Hillary Clinton Toilet Paper features a picture of Hillary on every sheet. Gaze upon her visage in reverence or disdain, but like almost everything else that goes on in politics, it goes right down the toilet.
At least, you don’t have to pay $100 per roll like the government routinely does. She may end up in the White House, but she’ll start out in your outhouse.
Wipe To The Chief…Maybe
Hillary Clinton is poised to be the best president of the United States, and you can say you knew her when she was just a face on a piece of butt paper. We know that the thought of Hillary in the White House makes a lot of people uneasy, so when the nerves get the better of you, wipe with confidence using Hillary Clinton Toilet Paper.
Specs, Features and Bragging Rights
- Hillary smiles on while you do your business
- Hilarious gag gift for those who love political humor
- Amusing collectable
- 240 sheet roll with Hillary Clinton’s face on every square
Who Would Love Hillary Clinton Toilet Paper?

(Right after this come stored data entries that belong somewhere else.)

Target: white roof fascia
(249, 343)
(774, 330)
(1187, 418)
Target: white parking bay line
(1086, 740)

We’re pretty sure Rand Paul already has a few rolls in his house, and it’s a staple on the Bush estate, but any conservative would probably appreciate the opportunity for a wipe and flush. You can flush Hillary down faster than flushing down our economy. It’s like the circle of life, but with poo.
Frequently Asked Questions
Is this product endorsed by Hillary Clinton?
While I doubt she’s telling all her friends about her face on toilet paper, we like to think she’d be cool with it. As a politician, she’s used to getting crapped on by people on all sides, so it’s only fitting that she also get the option to wipe it up. Who knows, there might be a roll sitting on Bill’s desk right now.
Will the Secret Service come to my house if I use this?
Nope, it comes up under that glorious First Amendment right, and as a politician there isn’t much she can do about it. There won’t be any secret service men pounding on your door at 3 a.m. The biggest problem you have to worry about is using too much and clogging your toilet.